Ne yazık ki Ocak ayı ülkemiz için, demokrasi ve adalet yolunda yitirdiklerimiz için, hala aydınlatılamamış cinayetlerin çaresizliği içinde ki biz geride kalanlar için karanlık, kasvetli ve acılarla dolu bir aydır.
Gazeteci – yazar Uğur Mumcu da 24 Ocak 1993 günü, bundan tam 31 yıl önce Ankara kar altındayken evinden son kez çıktı, sevgili eşinin ve çocuklarının yüzüne son kez baktı. Ölümün karanlık gölgesinin çok yakınında dolandığını, sonunun Sabahattin Ali gibi, Abdi İpekçi gibi, Çetin Emeç gibi olacağını biliyordu. Maalesef bildikleri onu yanıltmadı ve evinin önünde arabasına yerleştirilmiş bomba ile 24 Ocak 1993 onun kısa yaşamındaki son günü oldu.
Uğur Mumcu; onurla, dimdik, ödün vermeden sürdürdüğü yaşamı boyunca, boynunu kimsenin önünde eğmedi, kalemini hiçbir güçlünün çıkarına satmadı. Cumhuriyet Gazetesi'ndeki köşesinden daha çok özgürlük, daha çok demokrasi için, laikliğin ve demokrasinin önündeki tehlikeleri göstermek için, aldığı tüm tehditlere rağmen yılmadan, korkmadan yazmaya devam etti.
O korkmadı ama, doğru bilginin gün yüzüne çıkaracağı karanlık işlerden, kapalı kapılar ardında yürütülen karanlık ilişkilerden beslenenler hep korktular ondan. Çünkü korkar yarınlarımızı çalanlar, çocuklarımızın gençlerimizin geleceğini karartanlar.
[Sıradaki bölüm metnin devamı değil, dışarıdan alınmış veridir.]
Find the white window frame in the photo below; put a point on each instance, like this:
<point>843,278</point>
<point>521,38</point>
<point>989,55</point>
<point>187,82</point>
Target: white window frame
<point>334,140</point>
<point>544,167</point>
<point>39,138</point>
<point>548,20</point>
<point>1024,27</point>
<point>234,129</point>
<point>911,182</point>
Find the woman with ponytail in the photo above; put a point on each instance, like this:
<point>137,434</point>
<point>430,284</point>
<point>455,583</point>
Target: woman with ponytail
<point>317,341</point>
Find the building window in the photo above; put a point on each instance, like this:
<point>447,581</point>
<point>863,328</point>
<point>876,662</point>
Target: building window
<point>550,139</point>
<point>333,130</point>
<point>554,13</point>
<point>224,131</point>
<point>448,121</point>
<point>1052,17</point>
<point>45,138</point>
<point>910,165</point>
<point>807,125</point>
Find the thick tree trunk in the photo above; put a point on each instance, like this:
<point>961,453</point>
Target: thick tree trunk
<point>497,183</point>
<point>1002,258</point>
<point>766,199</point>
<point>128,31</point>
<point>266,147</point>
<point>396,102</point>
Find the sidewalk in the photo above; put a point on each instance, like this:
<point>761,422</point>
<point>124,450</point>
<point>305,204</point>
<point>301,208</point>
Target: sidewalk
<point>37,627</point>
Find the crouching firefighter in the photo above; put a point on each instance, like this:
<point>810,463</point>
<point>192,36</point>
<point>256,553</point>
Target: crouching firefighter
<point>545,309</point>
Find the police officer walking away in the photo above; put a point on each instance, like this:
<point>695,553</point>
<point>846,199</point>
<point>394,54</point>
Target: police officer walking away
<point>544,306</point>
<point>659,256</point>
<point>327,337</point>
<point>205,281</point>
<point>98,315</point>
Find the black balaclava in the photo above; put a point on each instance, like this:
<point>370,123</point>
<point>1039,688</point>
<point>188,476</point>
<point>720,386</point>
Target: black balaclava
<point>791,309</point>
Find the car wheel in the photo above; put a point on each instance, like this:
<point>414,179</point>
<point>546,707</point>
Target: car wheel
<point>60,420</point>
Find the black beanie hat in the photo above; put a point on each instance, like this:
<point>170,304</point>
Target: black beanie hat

Bu korku öyle derin ki; ancak karşılarında kirli çıkarlarına engel gördükleri güçleri, ipliklerini pazara çıkaracak cesur yürekleri alçak pusularda sırtlarından vurarak bastırırlar korkularını.
Gazeteci-Yazar Uğur Mumcu'nun gerçek faillerinin bir türlü bulunamadığı, hala faili meçhuller arasında anılan cinayetin üzerinden 31 koca yıl geçti. Onca sene geçse de üzüntümüz hiç geçmedi, çünkü suikastın arkasındaki güçler ve sorumluları hala aydınlatılamadı.
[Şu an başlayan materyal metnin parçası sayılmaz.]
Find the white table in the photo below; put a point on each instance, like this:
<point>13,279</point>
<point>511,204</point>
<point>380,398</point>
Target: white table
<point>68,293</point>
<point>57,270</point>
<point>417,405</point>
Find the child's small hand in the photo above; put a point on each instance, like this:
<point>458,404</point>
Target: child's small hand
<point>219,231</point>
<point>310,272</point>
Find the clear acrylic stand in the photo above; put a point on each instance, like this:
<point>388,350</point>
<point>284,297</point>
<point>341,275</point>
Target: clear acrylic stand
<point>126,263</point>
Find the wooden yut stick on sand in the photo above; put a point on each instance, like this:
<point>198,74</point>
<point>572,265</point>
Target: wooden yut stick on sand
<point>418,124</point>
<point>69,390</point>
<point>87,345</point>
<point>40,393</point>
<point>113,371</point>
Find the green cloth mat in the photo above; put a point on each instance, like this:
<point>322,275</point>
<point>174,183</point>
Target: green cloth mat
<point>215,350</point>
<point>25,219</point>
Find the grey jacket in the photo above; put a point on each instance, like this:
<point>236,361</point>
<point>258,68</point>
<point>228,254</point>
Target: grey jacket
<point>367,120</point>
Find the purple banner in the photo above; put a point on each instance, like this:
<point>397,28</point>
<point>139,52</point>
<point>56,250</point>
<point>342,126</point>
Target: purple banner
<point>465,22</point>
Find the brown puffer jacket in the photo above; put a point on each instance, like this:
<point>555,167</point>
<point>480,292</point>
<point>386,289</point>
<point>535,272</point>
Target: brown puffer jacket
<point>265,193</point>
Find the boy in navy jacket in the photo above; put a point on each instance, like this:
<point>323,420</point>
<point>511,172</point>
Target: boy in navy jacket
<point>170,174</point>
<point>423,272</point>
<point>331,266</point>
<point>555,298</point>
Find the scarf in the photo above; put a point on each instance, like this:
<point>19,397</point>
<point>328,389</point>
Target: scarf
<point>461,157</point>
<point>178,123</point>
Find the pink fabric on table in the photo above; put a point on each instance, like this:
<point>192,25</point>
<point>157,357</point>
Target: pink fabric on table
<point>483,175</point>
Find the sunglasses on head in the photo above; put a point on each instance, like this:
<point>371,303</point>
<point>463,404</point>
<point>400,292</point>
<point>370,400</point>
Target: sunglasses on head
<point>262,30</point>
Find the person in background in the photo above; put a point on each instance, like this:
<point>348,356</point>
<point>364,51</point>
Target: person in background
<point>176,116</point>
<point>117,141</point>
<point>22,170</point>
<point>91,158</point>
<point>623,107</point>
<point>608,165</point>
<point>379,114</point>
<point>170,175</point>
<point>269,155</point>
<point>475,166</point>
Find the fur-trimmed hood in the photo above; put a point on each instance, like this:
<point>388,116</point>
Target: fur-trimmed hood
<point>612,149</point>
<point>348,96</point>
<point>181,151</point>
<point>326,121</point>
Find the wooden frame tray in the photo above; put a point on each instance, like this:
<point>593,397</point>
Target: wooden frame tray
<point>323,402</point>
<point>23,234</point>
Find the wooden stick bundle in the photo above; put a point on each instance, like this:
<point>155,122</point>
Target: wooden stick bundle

Bir başka acı olay da bundan tam 23 yıl önce 24 Ocak 2001'de yaşandı. Diyarbakır'ın çok sevilen çok sayılan Emniyet Müdürü Gaffar OKKAN makam aracında uğradığı alçak saldırı sonucu yaşamdan koparıldı.
Ne yazık ki failleri meçhul bu cinayetlerin öznelerinden birisi bu ülkenin çok kıymetli aydını, diğeri ise başarılı bir bürokratı idi.
Kıymetli Hemşerilerim,
Adalet ve Demokrasi Haftasında; hiç hak etmedikleri acı sonlarla aramızdan ayrılan demokrasi adına, barış adına, aydınlanma adına hayatlarını hiçe sayan kaybettiğimiz tüm aydınlarımızı rahmet, minnet ve özlemle anıyor, anıları önünde saygıyla eğiliyorum.